AWS CloudSearch
- CloudSearch is a fully-managed, full-featured search service in the AWS Cloud that makes it easy to set up, manage, and scale a search solution
- CloudSearch
- automatically provisions the required resources
- deploys a highly tuned search index
- easy configuration and can be up & running in less than one hour
- search and ability to upload searchable data
- automatically scales for data and traffic
- self-healing clusters, and
- high availability with Multi-AZ
- CloudSearch uses Apache Solr as the underlying text search engine and
- can be used to index and search both structured and unstructured data.
- content can come from multiple sources and can include database fields along with files in a variety of formats, web pages, and so on.
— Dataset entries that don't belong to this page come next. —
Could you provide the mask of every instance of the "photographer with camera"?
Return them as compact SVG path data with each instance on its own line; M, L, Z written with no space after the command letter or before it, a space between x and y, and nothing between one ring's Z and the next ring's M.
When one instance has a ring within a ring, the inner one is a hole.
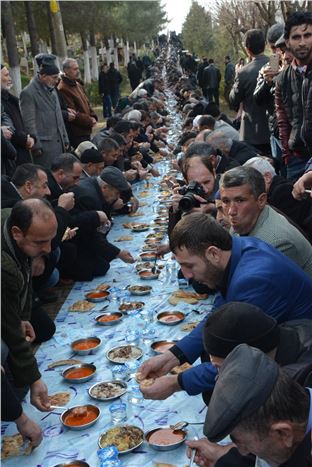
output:
M200 151L196 151L196 147ZM182 161L182 173L187 185L174 188L169 209L168 234L181 217L191 212L215 213L214 195L218 190L215 169L210 160L215 150L210 144L192 143Z

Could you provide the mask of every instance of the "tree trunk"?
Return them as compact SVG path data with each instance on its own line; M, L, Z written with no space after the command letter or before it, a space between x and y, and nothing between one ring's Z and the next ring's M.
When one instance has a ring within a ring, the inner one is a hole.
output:
M67 47L59 3L56 0L50 2L52 26L55 31L56 51L60 61L67 57Z
M24 2L30 38L31 54L34 58L39 53L39 40L32 2Z
M118 47L114 47L114 63L116 70L119 70L119 63L118 63Z
M15 27L10 2L2 2L3 35L6 40L10 74L13 82L14 94L19 96L22 90L21 70L17 52Z
M51 10L50 10L49 2L46 2L46 8L47 8L47 13L48 13L48 24L49 24L50 39L51 39L51 49L52 49L52 53L54 55L57 55L56 37L55 37L55 31L54 31L54 28L53 28L52 13L51 13Z
M90 54L91 54L91 77L94 81L98 80L99 67L97 61L94 29L90 30Z
M83 48L83 61L84 61L84 83L91 84L90 61L88 51L88 41L85 31L80 31L81 43Z

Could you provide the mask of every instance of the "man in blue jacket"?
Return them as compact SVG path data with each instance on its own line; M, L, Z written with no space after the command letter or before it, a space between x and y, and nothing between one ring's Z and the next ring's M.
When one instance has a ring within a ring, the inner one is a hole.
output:
M260 307L278 323L312 319L311 278L265 242L232 238L211 216L192 213L173 229L170 248L185 278L219 291L215 308L240 301ZM205 321L170 350L142 365L142 379L157 377L154 384L142 387L146 398L166 399L181 390L196 395L213 388L216 371L207 361L178 376L166 376L176 365L192 364L204 353Z

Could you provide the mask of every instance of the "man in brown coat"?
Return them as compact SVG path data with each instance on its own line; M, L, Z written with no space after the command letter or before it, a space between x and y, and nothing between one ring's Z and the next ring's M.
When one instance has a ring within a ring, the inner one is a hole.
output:
M63 75L58 90L62 93L67 106L76 111L75 118L67 123L69 140L74 148L82 141L90 140L92 128L98 119L78 77L77 61L67 58L63 62Z

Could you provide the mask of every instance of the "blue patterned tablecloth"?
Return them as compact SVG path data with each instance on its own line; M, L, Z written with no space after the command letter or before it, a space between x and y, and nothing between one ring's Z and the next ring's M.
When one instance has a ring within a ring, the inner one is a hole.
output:
M162 174L168 170L168 164L163 163L160 166ZM134 256L138 256L146 235L152 232L152 228L148 232L132 233L126 230L122 224L125 222L148 222L157 215L159 205L158 196L160 178L152 179L150 186L146 188L143 183L135 187L135 192L140 201L146 203L140 207L139 211L144 213L143 217L131 218L129 216L119 216L114 219L114 225L109 239L114 241L121 235L131 235L132 241L118 243L121 248L127 248ZM148 190L149 195L146 198L140 198L140 192ZM111 268L105 277L97 278L92 282L76 283L62 309L56 318L57 330L54 337L40 346L37 352L37 361L42 373L42 378L49 388L49 394L60 391L69 391L71 400L68 407L77 404L96 403L101 409L100 419L90 429L84 431L72 431L66 429L60 423L60 410L53 410L51 413L41 413L37 411L29 403L29 399L24 404L25 412L35 420L43 430L43 441L41 445L33 451L29 457L12 458L4 462L7 467L52 467L61 462L68 462L74 459L84 459L91 467L99 465L97 458L98 438L101 433L111 426L110 414L108 410L109 402L97 402L90 399L88 389L98 381L109 380L112 377L112 364L107 360L105 353L108 349L115 345L125 343L125 337L130 329L143 329L146 325L140 317L136 316L125 317L121 324L117 326L104 327L95 323L95 316L98 310L103 307L103 303L96 305L94 310L86 313L69 313L68 308L77 300L84 299L84 294L100 283L108 283L111 285L113 295L118 300L109 302L109 310L116 310L120 300L126 300L129 293L125 289L128 284L149 284L153 287L152 294L144 297L129 297L130 300L138 298L145 302L143 312L150 312L153 316L162 310L172 309L172 305L168 303L168 298L172 291L178 288L176 280L177 268L167 255L164 268L157 281L141 281L136 274L135 265L129 265L121 262L119 259L111 263ZM104 303L105 304L105 303ZM186 322L199 321L201 317L192 311L194 308L209 309L209 301L201 302L200 305L188 305L180 302L175 307L187 314ZM186 333L182 331L181 325L165 326L154 322L157 339L179 339ZM102 339L102 346L98 353L85 357L74 357L70 343L75 339L89 336L99 336ZM142 361L151 356L149 346L141 343L144 349ZM97 367L95 377L84 384L67 384L62 379L61 373L65 367L48 369L49 363L68 358L78 358L83 362L93 362ZM133 380L132 380L133 382ZM131 383L131 381L130 381ZM144 400L139 406L129 404L127 394L122 396L122 400L128 406L127 423L135 424L144 431L151 429L154 426L164 426L173 424L179 420L188 421L203 421L205 419L206 407L201 396L190 398L184 392L179 392L165 401L149 401ZM188 437L202 436L202 426L189 426ZM16 432L16 427L13 423L2 424L2 435L13 434ZM131 454L121 456L124 467L152 467L155 462L171 463L176 467L182 467L188 463L186 457L185 446L181 446L171 452L157 452L151 449L145 442L143 445Z

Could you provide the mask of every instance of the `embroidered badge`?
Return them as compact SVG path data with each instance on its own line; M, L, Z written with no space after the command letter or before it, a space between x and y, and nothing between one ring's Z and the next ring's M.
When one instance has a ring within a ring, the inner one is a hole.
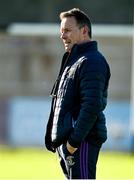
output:
M72 68L69 70L69 77L73 76L74 72L75 72L75 68L72 67Z
M66 157L66 162L67 162L68 166L73 166L75 164L74 157L73 156L67 156Z

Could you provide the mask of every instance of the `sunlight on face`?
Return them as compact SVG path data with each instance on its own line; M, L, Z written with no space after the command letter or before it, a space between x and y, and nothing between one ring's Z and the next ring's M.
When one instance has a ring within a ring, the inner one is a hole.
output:
M65 17L61 20L60 34L67 52L71 51L74 44L83 41L82 29L79 28L74 17Z

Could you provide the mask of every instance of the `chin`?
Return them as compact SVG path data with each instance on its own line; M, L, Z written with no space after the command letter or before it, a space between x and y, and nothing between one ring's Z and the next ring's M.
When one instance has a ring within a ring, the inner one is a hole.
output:
M70 52L71 51L71 49L72 49L72 47L65 47L65 50L66 50L66 52Z
M70 51L70 49L65 47L65 51L66 51L66 52L69 52L69 51Z

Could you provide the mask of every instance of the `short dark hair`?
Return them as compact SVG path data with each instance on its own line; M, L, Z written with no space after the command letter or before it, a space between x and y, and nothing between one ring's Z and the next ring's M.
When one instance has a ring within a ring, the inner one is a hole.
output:
M79 8L73 8L69 11L60 13L61 20L65 17L72 17L72 16L76 19L76 22L80 27L83 27L85 25L88 27L89 29L88 35L91 38L92 37L91 21L88 15L83 11L81 11Z

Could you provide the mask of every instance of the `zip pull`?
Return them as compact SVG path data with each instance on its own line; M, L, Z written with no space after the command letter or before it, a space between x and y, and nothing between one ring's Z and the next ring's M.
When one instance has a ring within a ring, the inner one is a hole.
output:
M56 97L60 79L61 79L61 76L58 76L51 90L51 93L50 93L51 97Z

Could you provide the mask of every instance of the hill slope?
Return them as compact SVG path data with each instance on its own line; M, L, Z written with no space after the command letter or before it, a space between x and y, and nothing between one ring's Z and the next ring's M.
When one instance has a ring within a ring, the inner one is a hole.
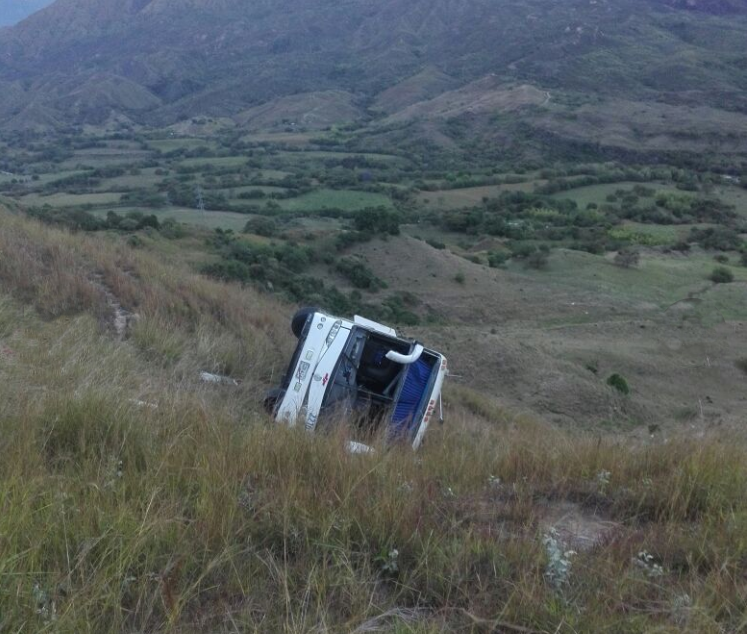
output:
M57 0L0 33L0 125L101 123L113 113L167 124L321 91L394 114L488 74L539 90L744 112L738 9L656 0L283 8Z
M2 207L0 249L12 631L743 626L738 434L577 435L453 386L418 460L352 456L259 411L291 307Z

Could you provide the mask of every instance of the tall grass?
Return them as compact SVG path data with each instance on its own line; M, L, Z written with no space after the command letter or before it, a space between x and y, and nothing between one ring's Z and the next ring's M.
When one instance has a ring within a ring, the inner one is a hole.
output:
M744 627L744 439L578 435L462 389L420 453L350 455L346 427L309 436L259 411L253 363L287 327L274 304L0 222L142 315L118 341L98 303L53 314L42 285L0 276L0 631ZM212 359L245 382L198 383ZM558 589L542 537L562 502L611 529Z
M73 235L0 208L0 253L3 288L42 316L86 311L106 328L109 293L134 315L133 343L181 374L200 366L267 379L280 371L278 351L290 344L286 311L272 298L114 237Z

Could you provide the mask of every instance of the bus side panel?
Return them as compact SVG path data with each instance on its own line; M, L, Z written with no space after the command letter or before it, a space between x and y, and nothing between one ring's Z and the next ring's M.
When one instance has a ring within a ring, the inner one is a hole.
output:
M440 355L439 363L440 369L438 370L438 375L432 386L432 391L430 392L430 400L427 403L427 409L422 417L419 429L414 436L414 442L411 445L414 450L419 449L419 446L422 444L422 439L424 438L425 433L427 433L427 428L430 426L430 419L435 413L435 410L440 407L440 393L443 390L445 375L448 373L448 361L443 355Z

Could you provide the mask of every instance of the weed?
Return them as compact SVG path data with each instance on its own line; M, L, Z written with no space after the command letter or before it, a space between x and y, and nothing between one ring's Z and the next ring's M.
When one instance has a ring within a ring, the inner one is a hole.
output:
M562 590L568 583L570 569L573 565L574 550L563 550L557 531L552 528L542 540L547 552L547 569L544 578L555 589Z

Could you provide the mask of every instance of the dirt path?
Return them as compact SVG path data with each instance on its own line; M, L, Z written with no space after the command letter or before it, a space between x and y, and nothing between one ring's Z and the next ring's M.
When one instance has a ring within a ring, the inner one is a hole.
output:
M105 284L104 278L100 274L93 276L91 283L101 291L102 295L107 301L107 306L110 309L109 325L114 329L115 335L118 340L125 338L128 328L133 321L134 315L128 310L125 310L120 303L117 296L109 289Z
- supports indexing features like algorithmic stemming, dictionary stemming, stopword dictionary
- can support customizable result ranking i.e. relevancy
- supports search features for text search, different query types (range, boolean etc), sorting, facets for filtering, grouping etc
- supports enhanced features for auto suggestions, highlighting, spatial search, fuzzy search etc
- CloudSearch supports Multi-AZ option and it deploys additional instances in a second AZ in the same region.
- CloudSearch can offer significantly lower total cost of ownership compared to operating and managing your own search environment
CloudSearch Search Domains, Data & Indexing
- Search domain is a data container and a set of services that make the data searchable
- Document service that allows data uploading to domain for indexing
- Search service that enables search requests against the indexed data
- Configuration service for controlling the domains behavior (include relevance ranking)
- Search domain can’t be automatically migrated from one region to another. New domain in the target region needs to be created, configured and data uploaded, and then the original domain deleted
- Indexed data to be made searchable
- can be submitted through a REST based web service url
- has to be in JSON or XML format
- is represented as a document with a unique document ID and multiple fields either to be search on to needed to be just retrieved
- CloudSearch generates a search index from the document data according to the index fields configured for the domain
- Data updates can be submitted by to add, update and delete documents
- Data can be uploaded using secure and encrypted SSL HTTPS connection
CloudSearch Auto Scaling
- Search domains scale in two dimensions: data and traffic
- A search instance is a single search engine in the cloud that indexes documents and responds to search requests with a finite amount of RAM and CPU resources for indexing data and processing requests.
- Search domain can have one or more search partitions, portion of the data which fits on a single search instance, and the number of search partitions can change as the documents are indexed
- CloudSearch can determine the size and number of search instances required to deliver low latency, high throughput search performance
- When a search domain is created , a single instance is deployed
- CloudSearch automatically scales the domain by adding instances as the volume of data or traffic increases
- Scaling for data
- CloudSearch handles scaling for data by
- Vertical scaling by increasing the size of the instance, when the amount of data exceeds a single search instance
- Horizontal scaling using search partitions, when the amount of data exceeds the capacity of the largest search instance type
- Number of search instances required to hold the index partitions is sometimes referred to as the domain’s width.
- CloudSearch reduces the number of partitions and size of search instances if the amount of data reduces
- Scaling for traffic
- CloudSearch handles Scaling for traffic by
- Vertical scaling by increasing the size of the instance, when the amount of traffic exceeds a single search instance
- Horizontal scaling by deploying a duplicate search instance to provide additional processing power i.e. the complete number of partitions are duplicated
- CloudSearch reduces the number of partitions and size of search instances if the traffic reduces
- Number of duplicate search instances is sometimes referred to as the domain’s
depth
.
CloudSearch Search Features
- CloudSearch provides features to index and search both structured data and plain text as well as unstructured data like pdf, word documents
- CloudSearch provides near real-time indexing for document updates
- Indexing features include
- tokenization,
- stopwords,
- stemming and
- synonyms
- Search features include
- faceted search, free text search, Boolean search expressions,
- customizable relevance ranking, query time rank expressions,
- grouping
- field weighting, searching and sorting
- Other features like
- Autocomplete suggestions
- Highlighting
- Geospatial search
- New data types: date, double, 64 bit signed int, LatLon
- Dynamic fields
- Index field statistics
- Sloppy phrase search
- Term boosting
- Enhanced range searching for all field types
- Search filters that don’t affect relevance
- Support for multiple query parsers: simple, structured, lucene, dismax
- Query parser configuration options